Independente da influência demonstrada, o descarnado cidadão conhecido como Breno Hélio agacha-se em forma de respeito, beija a ensangüentada mão de seu aparente superior e resignado assume os erros de uma antiga missão. Um tanto contrariado, o mais influente, prontamente conhecido como Don Salvatore Crossifixicio, revela rubras expressões, descontente informa que em dez anos de atuação poucas falhas poderiam ser apontadas e que era inadmissível um erro tão grotesco quanto este, uma vez que já havia recebido suas exigências.

Assumindo novamente a culpa do ato falho, Breno pede perdão a seu líder e justifica-se alegando que escolheu o melhor de todos os pistoleiros da região e que jamais esperaria algo tão desonroso de um profissional deveras qualificado. Utilizando-se de empatia, Don Salvatore auxilia o antigo funcionário a reerguer-se, porém firme alerta-o que caso não reverta à situação em menos de vinte e quatro horas, deverá pagar a máxima punição servindo de alimento para os porcos. Sobressaltado, todavia mantendo a fleuma do mais impassível assassino, Breno agradece o voto de confiança, beija a face de seu ilustre Don e ratifica que resolverá a questão em tempo. Contente pela confiança de seu subordinado, o imenso Don revela o quanto aprecia a antiga amizade, entretanto cambiando o semblante informa que será imane a lástima de eliminá-lo caso venha a falhar novamente. Incomodado pelas constantes ameaças, todavia acatando respeitosamente as ordens sem qualquer réplica, Breno opta elegantemente por retirar-se e irritadiço segue a ágeis passos.

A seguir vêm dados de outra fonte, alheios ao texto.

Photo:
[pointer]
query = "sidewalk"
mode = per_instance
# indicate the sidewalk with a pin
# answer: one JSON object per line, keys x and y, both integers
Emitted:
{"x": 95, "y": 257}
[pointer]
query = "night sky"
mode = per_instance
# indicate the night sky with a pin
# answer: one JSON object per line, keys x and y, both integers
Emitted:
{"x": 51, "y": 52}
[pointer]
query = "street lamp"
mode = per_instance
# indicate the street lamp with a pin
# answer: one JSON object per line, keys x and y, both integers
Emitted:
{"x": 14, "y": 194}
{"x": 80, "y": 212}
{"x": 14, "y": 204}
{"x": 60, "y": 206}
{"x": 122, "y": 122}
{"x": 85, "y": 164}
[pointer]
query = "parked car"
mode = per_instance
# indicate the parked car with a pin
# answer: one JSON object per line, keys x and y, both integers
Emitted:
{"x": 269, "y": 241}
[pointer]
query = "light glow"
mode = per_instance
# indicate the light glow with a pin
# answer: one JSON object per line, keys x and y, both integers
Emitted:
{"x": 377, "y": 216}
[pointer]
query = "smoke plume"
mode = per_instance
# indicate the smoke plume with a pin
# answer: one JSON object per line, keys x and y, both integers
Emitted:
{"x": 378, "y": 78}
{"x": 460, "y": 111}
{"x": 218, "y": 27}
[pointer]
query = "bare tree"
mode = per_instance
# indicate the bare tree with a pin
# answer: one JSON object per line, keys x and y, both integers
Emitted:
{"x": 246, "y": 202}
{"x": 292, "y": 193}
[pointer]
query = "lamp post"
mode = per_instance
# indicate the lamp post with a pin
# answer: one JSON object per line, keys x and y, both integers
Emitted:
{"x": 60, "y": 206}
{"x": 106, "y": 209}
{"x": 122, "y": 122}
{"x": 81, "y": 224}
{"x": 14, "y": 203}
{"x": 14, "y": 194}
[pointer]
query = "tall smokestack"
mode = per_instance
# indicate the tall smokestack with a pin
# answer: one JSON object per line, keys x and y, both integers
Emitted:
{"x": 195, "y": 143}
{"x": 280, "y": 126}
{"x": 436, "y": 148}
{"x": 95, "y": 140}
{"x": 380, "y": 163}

O caminho para sua residência foi demorado, os segundos persistiam em lutar para não deixarem de existir e com isso traziam memórias do tempo passado, tempo esse escrito com sangue, podendo até se dizer que a única cor que contrastava com as verdinhas habituais era o escarlate tão abundante quanto. Don Salvatore era um típico boa praça, muitas vezes visto como bonachão pela sociedade, como o próprio dizia, não passava de sua pele de cordeiro social, já que este mesmo filantropo e benevolente cidadão, sobre suas costas sustentava centenas de crimes até hoje insolucionáveis. Breno tinha ciência de que não poderia falhar novamente, sabia que somente permaneceu vivo pelo apreço de seu líder e que não resistiria a um segundo ato falho, entretanto com a mesma sabedoria que processava a piedade deste, também maquinava suas futuras ações e certo de que não falharia objetivou estrategicamente suas próximas ações. Seguro, pegou o telefone móvel indetectável e ligou para o agente Souza, um corrupto membro da policia federal que há anos prestava serviços para a Família. Prático, Breno Hélio solicitou todos os arquivos referentes à nova investida do assassino que tanto o atormentava, inicialmente recebeu uma negativa, pois Souza não queria se queimar com a corporação, tendo em vista que já respondia a um processo administrativo. Mantendo a mesma postura inquiridora, Breno explana que era uma exigência do Capo de Tutti i Capi (Chefão), apreensivo, porém ciente das penalidades a que poderia ser submetido ao desrespeitar Don Salvatore, Souza alerta ao ameaçado mafioso que em breve mandaria as informações via rede virtual.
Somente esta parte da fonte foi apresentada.